Literature DB >> 26495355

A 55-Year Old Man with Acute Painful Flank Mass, a Case Report.

Aida Alavi-Moghaddam1, Reza Shirvani2, Mahmoud Yousefifard3, Mostafa Alavi-Moghaddam2.   

Abstract

Lumbar hernias (LH) accounts for less than 1.5% of total hernia incidence. It can occur in two separate triangular areas of the flank. About 300 cases have been reported in the literature. Here, we report a 55-year old man with acute painful left side flank mass and final diagnosis of LH. The mass was appeared about three hours before admission and his pain was slight at first but became more severe gradually. He had stable vital sign and the only positive finding on his physical examination was the sphere shape, firm, mobile, and mild tender mass at his left flank.

Entities:  

Keywords:  Hernia; case report; flank pain

Year:  2014        PMID: 26495355      PMCID: PMC4614589     

Source DB:  PubMed          Journal:  Emerg (Tehran)        ISSN: 2345-4563


Introduction:

Lumbar hernias (LH) are rare; about 300 cases have been reported. It can occur in two separate triangular areas of the flank (1-3).
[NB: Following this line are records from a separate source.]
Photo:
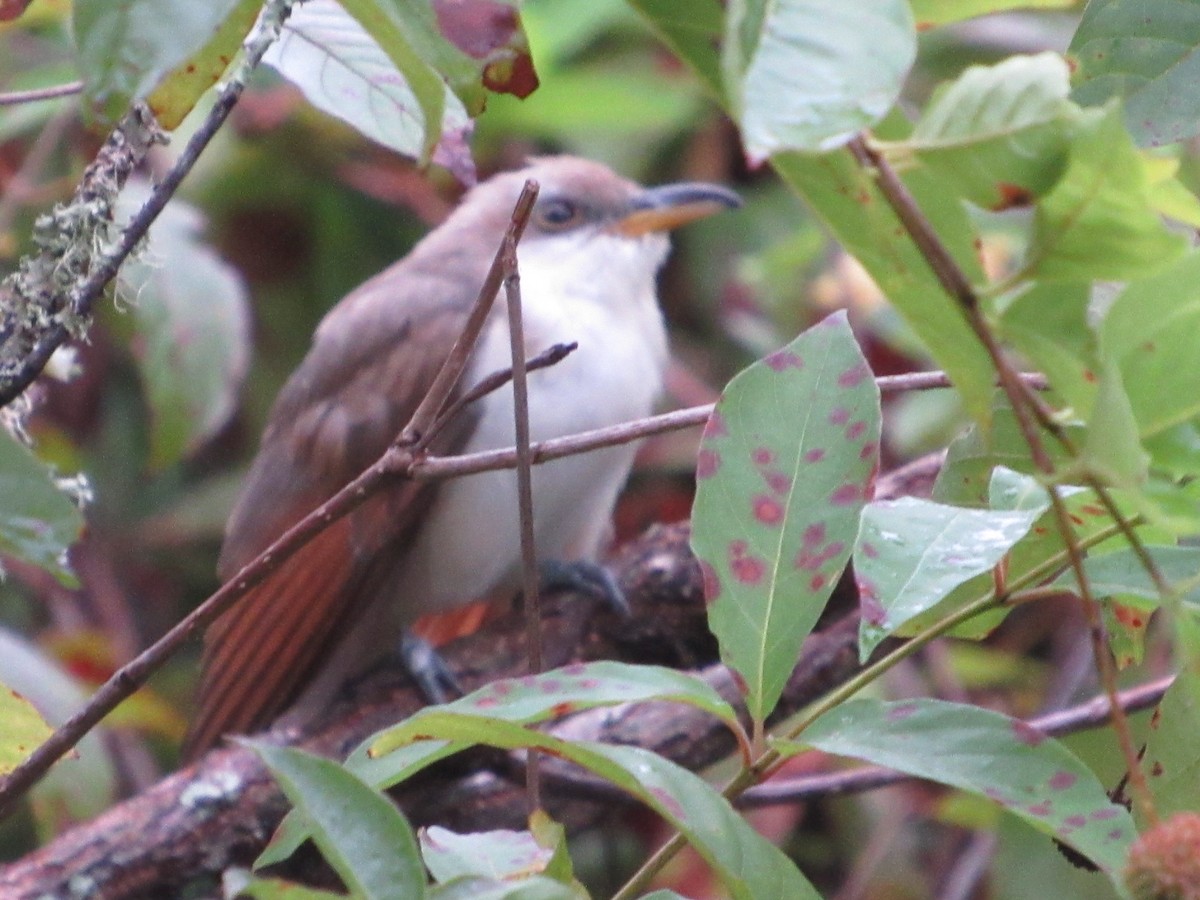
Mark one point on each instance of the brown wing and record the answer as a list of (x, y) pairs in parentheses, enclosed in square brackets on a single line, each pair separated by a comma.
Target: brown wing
[(372, 361)]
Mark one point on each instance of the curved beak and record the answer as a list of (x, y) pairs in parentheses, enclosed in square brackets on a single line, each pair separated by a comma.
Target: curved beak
[(660, 209)]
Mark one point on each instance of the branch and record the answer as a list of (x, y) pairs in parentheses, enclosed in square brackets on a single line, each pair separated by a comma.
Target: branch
[(1030, 414), (63, 282), (221, 810)]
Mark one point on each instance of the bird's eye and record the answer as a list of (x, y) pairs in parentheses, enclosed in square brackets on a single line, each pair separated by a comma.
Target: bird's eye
[(558, 214)]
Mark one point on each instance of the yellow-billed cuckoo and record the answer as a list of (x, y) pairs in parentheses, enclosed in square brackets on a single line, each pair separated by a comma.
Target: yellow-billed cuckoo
[(588, 263)]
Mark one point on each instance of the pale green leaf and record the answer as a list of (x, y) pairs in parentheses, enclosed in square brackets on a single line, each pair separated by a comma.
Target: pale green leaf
[(358, 831), (809, 75)]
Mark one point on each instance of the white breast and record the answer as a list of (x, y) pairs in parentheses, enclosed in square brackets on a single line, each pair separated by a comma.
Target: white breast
[(606, 303)]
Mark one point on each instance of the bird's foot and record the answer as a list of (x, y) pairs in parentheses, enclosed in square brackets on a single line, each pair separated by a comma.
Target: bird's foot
[(435, 679), (585, 577)]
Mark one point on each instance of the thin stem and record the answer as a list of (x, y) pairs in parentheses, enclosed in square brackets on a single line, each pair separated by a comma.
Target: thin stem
[(493, 382), (85, 294), (460, 354), (1030, 413), (525, 491), (10, 99)]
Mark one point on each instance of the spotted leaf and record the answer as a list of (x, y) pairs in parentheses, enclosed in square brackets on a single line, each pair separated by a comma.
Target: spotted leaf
[(984, 753), (786, 463)]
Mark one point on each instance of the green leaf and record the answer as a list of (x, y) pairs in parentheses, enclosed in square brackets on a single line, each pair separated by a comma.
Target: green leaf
[(535, 888), (400, 28), (127, 48), (85, 786), (1143, 51), (984, 753), (1121, 573), (192, 322), (786, 462), (585, 685), (691, 31), (483, 855), (912, 553), (280, 889), (1149, 333), (22, 729), (343, 71), (528, 700), (809, 75), (1111, 448), (748, 865), (359, 832), (942, 12), (1049, 325), (1099, 221), (180, 89), (37, 520), (849, 202), (1173, 754), (999, 135), (1032, 559)]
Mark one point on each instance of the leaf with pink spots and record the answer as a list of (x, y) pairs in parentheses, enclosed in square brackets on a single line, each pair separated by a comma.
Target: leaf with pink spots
[(984, 753), (785, 467)]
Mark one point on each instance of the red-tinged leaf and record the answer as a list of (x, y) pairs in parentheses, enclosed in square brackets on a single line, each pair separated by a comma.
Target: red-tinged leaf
[(1173, 753), (1005, 760), (786, 463), (490, 30), (396, 100), (23, 729)]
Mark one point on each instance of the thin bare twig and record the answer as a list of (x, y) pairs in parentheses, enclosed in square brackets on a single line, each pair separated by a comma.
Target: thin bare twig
[(525, 490), (497, 379), (105, 268), (456, 361), (11, 99), (1030, 414)]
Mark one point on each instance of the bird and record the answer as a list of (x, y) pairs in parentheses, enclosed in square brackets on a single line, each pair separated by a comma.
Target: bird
[(588, 263)]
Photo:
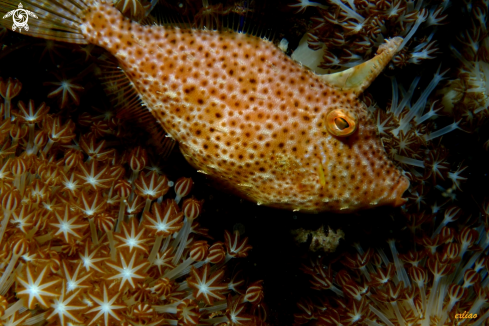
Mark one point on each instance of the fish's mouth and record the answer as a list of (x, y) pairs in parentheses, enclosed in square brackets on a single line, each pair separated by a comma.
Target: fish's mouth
[(399, 190)]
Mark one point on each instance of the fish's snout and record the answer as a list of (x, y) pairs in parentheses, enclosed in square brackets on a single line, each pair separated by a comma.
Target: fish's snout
[(399, 190)]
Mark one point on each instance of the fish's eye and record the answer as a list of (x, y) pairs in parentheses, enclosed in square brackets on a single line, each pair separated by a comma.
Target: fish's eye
[(341, 123)]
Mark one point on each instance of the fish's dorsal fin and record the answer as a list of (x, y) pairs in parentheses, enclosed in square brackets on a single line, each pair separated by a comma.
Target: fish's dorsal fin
[(358, 78)]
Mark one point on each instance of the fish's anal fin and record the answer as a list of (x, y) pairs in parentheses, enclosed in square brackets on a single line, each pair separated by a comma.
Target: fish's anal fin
[(358, 78)]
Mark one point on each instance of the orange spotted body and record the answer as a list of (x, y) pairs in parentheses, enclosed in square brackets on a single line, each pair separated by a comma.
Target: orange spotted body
[(251, 118)]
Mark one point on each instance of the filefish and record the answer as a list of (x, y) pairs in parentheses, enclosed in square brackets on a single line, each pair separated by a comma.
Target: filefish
[(245, 114)]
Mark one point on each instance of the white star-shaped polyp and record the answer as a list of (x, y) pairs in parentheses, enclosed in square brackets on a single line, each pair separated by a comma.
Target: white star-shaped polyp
[(105, 307), (91, 180), (127, 272), (36, 289), (62, 307)]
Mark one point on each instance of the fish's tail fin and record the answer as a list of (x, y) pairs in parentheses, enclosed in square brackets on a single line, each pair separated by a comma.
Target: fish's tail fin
[(58, 20)]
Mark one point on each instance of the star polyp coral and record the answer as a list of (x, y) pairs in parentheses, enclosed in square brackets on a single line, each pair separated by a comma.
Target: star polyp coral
[(60, 247), (35, 287)]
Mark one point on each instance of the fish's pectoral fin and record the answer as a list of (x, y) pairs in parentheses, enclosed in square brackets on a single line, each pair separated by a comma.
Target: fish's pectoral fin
[(358, 78)]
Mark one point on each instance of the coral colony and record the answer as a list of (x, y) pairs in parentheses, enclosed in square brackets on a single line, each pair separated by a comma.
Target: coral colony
[(90, 235), (95, 231), (440, 278)]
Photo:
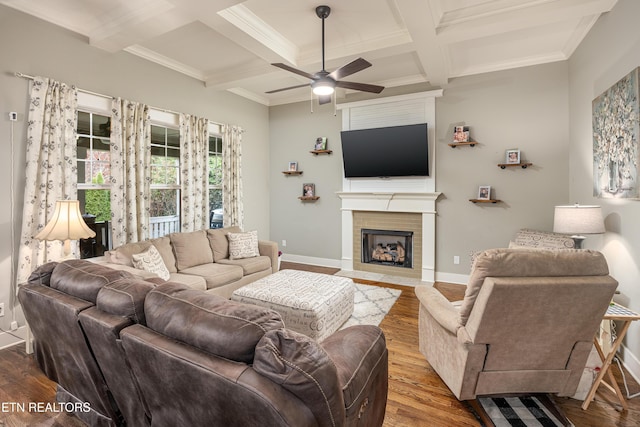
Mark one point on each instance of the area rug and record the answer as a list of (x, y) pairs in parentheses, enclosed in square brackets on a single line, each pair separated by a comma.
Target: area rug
[(523, 411), (371, 304)]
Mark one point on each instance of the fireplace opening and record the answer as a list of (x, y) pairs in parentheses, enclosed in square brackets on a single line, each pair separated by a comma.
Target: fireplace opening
[(387, 247)]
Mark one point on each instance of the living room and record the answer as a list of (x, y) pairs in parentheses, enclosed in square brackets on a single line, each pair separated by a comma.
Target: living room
[(543, 110)]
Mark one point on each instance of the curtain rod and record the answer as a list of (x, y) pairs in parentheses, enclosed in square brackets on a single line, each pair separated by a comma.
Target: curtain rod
[(164, 110)]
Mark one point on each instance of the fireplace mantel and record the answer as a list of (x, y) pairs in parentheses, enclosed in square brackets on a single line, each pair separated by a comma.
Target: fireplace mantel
[(423, 203)]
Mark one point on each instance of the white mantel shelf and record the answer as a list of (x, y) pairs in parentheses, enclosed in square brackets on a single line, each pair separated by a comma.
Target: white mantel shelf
[(389, 201), (423, 203)]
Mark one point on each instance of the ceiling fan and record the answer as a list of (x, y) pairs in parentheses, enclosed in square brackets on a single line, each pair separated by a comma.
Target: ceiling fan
[(323, 83)]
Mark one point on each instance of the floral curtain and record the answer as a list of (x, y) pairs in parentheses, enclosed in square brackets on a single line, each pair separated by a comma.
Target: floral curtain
[(50, 169), (194, 182), (130, 171), (232, 176)]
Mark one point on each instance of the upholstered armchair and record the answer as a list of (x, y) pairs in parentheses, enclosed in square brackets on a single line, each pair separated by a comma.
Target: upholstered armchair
[(526, 324)]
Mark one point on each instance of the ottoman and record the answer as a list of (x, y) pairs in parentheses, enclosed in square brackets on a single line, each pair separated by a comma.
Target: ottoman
[(310, 303)]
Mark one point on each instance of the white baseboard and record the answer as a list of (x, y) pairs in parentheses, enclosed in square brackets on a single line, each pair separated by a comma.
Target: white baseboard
[(460, 279), (11, 338), (303, 259)]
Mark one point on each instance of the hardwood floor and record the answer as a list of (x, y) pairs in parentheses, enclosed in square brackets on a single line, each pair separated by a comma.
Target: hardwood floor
[(417, 396)]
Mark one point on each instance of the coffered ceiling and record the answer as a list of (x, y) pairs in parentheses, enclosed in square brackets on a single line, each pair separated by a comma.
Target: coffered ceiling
[(230, 44)]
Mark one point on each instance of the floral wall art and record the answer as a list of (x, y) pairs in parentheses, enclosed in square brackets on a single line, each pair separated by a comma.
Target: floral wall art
[(615, 140)]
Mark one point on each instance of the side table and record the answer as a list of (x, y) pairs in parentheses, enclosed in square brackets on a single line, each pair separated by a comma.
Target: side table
[(626, 316)]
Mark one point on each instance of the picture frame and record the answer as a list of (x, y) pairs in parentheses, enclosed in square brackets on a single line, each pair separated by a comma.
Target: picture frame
[(512, 156), (460, 134), (308, 190), (321, 143), (484, 192)]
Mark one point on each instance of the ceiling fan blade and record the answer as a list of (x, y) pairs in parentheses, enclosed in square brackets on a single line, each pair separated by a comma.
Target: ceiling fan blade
[(364, 87), (324, 99), (287, 88), (293, 70), (351, 68)]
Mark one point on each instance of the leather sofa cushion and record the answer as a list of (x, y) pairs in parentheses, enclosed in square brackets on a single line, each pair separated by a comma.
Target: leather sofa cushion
[(211, 323), (219, 243), (42, 274), (125, 298), (504, 262), (250, 265), (215, 274), (84, 279), (191, 249), (357, 353), (299, 364)]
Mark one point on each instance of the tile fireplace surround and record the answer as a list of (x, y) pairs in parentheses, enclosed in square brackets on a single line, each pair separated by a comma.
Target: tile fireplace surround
[(399, 211)]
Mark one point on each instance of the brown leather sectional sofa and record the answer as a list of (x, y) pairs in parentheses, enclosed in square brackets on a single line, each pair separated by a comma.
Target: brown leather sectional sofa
[(142, 353)]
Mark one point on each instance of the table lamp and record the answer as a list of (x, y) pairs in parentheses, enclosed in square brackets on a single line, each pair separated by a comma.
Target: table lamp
[(578, 220), (66, 225)]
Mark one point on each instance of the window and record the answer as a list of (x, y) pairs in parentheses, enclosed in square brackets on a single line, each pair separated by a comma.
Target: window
[(94, 169), (165, 181), (215, 181)]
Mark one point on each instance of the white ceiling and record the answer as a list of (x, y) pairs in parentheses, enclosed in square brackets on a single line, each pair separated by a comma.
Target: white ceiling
[(229, 44)]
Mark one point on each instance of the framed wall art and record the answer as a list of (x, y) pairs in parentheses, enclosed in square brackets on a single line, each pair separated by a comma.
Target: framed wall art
[(615, 116)]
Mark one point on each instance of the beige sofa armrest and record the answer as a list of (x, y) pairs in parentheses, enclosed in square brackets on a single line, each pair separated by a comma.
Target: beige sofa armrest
[(439, 307), (270, 249)]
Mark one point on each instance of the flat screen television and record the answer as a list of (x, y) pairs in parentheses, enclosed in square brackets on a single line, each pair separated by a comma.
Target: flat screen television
[(386, 152)]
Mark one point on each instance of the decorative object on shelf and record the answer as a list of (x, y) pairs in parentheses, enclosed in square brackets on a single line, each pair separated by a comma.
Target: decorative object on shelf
[(616, 130), (494, 201), (66, 225), (320, 146), (457, 144), (484, 192), (308, 190), (460, 134), (293, 169), (578, 220), (321, 143), (512, 156), (523, 165)]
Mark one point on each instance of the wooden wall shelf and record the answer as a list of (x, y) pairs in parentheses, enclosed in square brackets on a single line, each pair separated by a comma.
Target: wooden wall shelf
[(506, 165), (456, 144), (484, 201)]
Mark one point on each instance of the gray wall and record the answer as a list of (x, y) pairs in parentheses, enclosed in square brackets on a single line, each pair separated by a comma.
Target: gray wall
[(525, 109), (35, 47), (609, 52), (312, 229)]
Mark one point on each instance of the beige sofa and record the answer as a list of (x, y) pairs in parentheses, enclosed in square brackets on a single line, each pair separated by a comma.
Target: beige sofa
[(198, 259)]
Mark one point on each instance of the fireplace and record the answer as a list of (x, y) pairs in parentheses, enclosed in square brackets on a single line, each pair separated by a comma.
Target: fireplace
[(387, 247)]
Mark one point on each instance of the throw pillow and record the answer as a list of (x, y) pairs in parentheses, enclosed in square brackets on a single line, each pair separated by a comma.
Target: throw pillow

The superior triangle (Grynfeltt's lumbar triangle) is bound by the 12th rib superiorly, the internal oblique muscle inferiorly, and the sacrospinous muscles medially. The inferior triangle (Petit's lumbar triangle) is bound by the latissimus dorsi muscle posteriorly, the external oblique muscle anteriorly, and the iliac crest inferiorly (4). LHs are more common on the left side. This may be because the liver pushes the right kidney inferiorly in development, leading to the protection of the lumbar triangles (5). LH may contain a number of intra or retroperitoneal structures including large intestine, small intestine, stomach, kidney, spleen, and mesentery omentum. 25% of all LHs are secondary acquired that may be caused by blunt-penetrating or crushing trauma; fractures of the iliac crest; surgical lesion; hepatic abscesses; infection in pelvic bones, and ribs or lumbodorsal fascia (1) . Incisional hernias develop in 3.8%-11.5% of cases after abdominal –surgical procedures (6). The incidence depends on a number of risk factors including old age, sex, obesity, suture type and wound infection. Here, we report a 55-year old man with acute painful left side flank mass.

Case report:

A 55-year-old homeless man came to the emergency department (ED) with pain and a mass in his left flank. The patient was awake and oriented. This mass was appeared about three hours before admission and his flank pain was slight at first but became more severe gradually. On admission, he had 18 per minute respiratory rate, 88 per minute pulse rate, 110/80 mmHg blood pressure, 90% O2 saturation in room air, and 37°C auxiliary temperature. The pain score was about 9 to 10 according to visual analog scale (VAS). The only positive finding on physical examination was the sphere shaped, firm, mobile, and mild tender mass at his left flank (Figure 1). There was a 5 cm scar on this site because of previous penetrating trauma injury due to a motor vehicle collision. There was an abdominal wall defect about 8 cm in diameter and bowel loop was trapped in the neck of hernia sac on computed tomography (CT) (Figure 2). As a result, a Petit's triangle LH was diagnosed. Surgery was performed immediately by diagnosis of strangulated LH. Finally, the report of surgery finding confirmed diagnosis.
Figure 1

The Patient’s left flank mass

Figure 2

Abdominal computed tomography of patients

The Patient’s left flank mass Abdominal computed tomography of patients

Discussion:

LH accounts for less than 1.5% of the total hernia incidence (7). The inferior lumbar hernia is less common because of attachment of external oblique and latissmus dorsi to the iliac crest. Lumbar hernia could be divided into two groups congenital and acquired (8). Congenital LH accounts for 20% of all LHs. Congenital LH usually could be seen in superior lumbar triangle. Complications ofLH include irreducibility, incarceration and strangulation (9). In LH symptomatology limited to lower back pain. In less than 10% of cases the onset is acute with bowel obstruction (10). Treatment depends on the size and type of hernia. If the defect is small, it can be closed with continuous polypropylene. For large defect, preperitoneal meshplasty is the best treatment. Laparoscopic repair has been used in different reports with less pain and good functional result (11). Motor vehicle accidents are the most common cause of post-traumatic LHs (1, 4). If a LH is found after a motor vehicle accident, it is critical to assume that the patient has other intra-abdominal injuries. These patients should undergo urgent laparotomy because more than 60% of them will have major intra-abdominal injuries.
  10 in total

1.  Incarcerated inferior lumbar (Petit's) hernia.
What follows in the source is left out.